HOME / SCUTTLEBUTT / JUNE 2007

Tom Fexas Yacht Design
Continues Going Strong

Fortunately for Tom Fexas’ admirers, the legacy of this bold iconoclast will continue. In addition to projects under construction at the time of his passing last November, Tom Fexas Yacht Design recently signed contracts for 55- and 64-foot yachts.

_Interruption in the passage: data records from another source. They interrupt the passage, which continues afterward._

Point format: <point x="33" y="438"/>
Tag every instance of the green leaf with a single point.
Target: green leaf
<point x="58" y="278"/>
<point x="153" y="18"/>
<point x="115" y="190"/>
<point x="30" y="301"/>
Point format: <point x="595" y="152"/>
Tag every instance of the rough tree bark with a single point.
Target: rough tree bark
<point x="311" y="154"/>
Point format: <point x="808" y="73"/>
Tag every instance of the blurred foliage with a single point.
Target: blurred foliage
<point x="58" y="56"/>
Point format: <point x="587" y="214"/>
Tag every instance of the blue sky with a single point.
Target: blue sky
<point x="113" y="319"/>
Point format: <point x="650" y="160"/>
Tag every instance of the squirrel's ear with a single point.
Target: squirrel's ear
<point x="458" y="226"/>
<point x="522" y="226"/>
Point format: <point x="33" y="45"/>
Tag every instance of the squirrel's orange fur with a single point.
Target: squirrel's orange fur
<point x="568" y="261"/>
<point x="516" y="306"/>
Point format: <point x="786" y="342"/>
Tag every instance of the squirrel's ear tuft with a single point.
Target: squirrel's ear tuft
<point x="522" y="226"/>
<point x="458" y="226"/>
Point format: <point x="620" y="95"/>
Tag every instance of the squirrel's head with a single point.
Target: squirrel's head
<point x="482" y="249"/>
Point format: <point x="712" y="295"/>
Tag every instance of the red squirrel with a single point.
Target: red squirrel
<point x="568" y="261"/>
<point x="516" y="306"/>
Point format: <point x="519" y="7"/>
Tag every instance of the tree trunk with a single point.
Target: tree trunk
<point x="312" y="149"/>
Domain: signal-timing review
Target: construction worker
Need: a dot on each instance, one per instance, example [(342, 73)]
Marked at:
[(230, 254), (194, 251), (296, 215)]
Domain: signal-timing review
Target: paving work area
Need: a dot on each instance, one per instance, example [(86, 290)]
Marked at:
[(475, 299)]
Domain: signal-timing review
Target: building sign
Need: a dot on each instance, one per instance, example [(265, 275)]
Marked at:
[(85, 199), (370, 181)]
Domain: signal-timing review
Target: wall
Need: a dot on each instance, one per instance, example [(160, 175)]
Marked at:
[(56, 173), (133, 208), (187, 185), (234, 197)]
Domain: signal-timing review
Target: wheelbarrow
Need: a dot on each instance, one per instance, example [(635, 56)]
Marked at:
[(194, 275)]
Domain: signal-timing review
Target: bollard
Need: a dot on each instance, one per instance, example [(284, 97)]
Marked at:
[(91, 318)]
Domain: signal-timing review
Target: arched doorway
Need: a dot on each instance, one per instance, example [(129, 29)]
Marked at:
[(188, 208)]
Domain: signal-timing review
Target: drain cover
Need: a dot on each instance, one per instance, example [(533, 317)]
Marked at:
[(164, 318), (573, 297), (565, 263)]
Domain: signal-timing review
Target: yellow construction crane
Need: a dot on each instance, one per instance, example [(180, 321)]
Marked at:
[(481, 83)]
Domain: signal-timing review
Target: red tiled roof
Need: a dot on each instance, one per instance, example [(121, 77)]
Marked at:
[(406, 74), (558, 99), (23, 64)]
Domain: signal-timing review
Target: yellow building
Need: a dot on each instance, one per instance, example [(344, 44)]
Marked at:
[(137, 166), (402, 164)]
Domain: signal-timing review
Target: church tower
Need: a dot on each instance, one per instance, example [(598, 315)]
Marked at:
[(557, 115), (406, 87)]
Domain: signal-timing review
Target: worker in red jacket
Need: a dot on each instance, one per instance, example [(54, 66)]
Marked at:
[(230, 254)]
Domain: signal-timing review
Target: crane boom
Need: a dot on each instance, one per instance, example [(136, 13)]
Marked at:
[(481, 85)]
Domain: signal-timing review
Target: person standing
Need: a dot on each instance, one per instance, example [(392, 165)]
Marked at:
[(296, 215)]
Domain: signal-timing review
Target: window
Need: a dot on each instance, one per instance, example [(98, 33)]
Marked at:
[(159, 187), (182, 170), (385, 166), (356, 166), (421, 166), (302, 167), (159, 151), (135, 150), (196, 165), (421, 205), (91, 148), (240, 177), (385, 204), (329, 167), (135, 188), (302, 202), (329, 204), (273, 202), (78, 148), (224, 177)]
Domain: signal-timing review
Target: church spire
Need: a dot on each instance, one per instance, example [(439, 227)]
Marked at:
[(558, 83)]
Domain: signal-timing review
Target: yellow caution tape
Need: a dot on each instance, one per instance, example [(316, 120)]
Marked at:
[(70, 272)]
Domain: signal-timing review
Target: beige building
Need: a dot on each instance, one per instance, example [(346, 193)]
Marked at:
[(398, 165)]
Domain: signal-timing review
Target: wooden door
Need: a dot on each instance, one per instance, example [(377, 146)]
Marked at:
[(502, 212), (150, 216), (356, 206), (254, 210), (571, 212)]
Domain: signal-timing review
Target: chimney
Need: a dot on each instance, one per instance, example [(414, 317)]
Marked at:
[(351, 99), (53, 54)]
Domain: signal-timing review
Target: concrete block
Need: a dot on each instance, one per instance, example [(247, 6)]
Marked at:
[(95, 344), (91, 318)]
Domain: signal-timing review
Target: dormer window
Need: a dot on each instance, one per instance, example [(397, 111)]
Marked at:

Naval architect David Glasco is now heading the design office and the team that worked for more than two decades directly with Tom. According to Regina Fexas, who has taken on the job as company president, in addition to new concepts, the design files include more than one hundred profiles and arrangements, still unseen by the general public, drawn by Tom and ready for project development. Tom Fexas Yacht Design is located in Stuart, Florida.

 

Miami River = Jobs
Jobs =Votes = Dredging

At press time we were advised by Congresswoman Ileana Ros-Lehtinen that $3.5 million in funding for the continued dredging of the Miami River will be received by the U.S. Army Corps of Engineers. The $3.5 million are in federal funds appropriated in 2007 and will allow for the Corps of Engineers to re-commence their work in June and July of this year. Ros-Lehtinen and Congresswoman Debbie Wasserman Schultz announced the funding–critical for maintaining shipping and access to boatyards on the Miami River–just days after Congressional leaders took a tour of the river with Army Corps officials. Merrill-Stevens shipyard workers lined the river with banners to make their point about the need to rescue the river.

 

Boating Initiative Grants

Morehead City and Washington, North Carolina, and Clearwater, Florida, are three of the nine recipients of grants from the U.S. Department of Fish and Wildlife earmarked to build and maintain facilities for recreational cruisers. In Clearwater, a project also utilizing city matching grants will provide 2,600 linear feet of temporary docking for visiting yachtsmen and 12 fixed slips. In North Carolina, the money will go toward 10 transient docks in Morehead City and a finger pier with 12 transient slips on the Pamlico River in Washington.

 

Aging Gracefully, Part 2

In the last issue we noted some milestone industry birthdays and here’s another one. It’s been 100 years since Edvard Hubendick developed the first wholly Swedish-built boat engine for a foundry company called Skofvde Gjuteri & Mekaniska Verkstad. Aren’t we all glad they chose something simple like “Penta” as the name of this one-cylinder, three-horsepower engine?
The first engine was followed by three new models, and by 1920, 3,268 Pentas were in service. Fast forward to 1959 and the unveiling of the Aquamatic drive unit at the New York Boat Show. With this engine, designed by Miamian Jim Wynne, Volvo Penta became a synonymous with the word sterndrive. Today, Volvo-Penta’s annual turnover is reportedly more than $1.4 billion.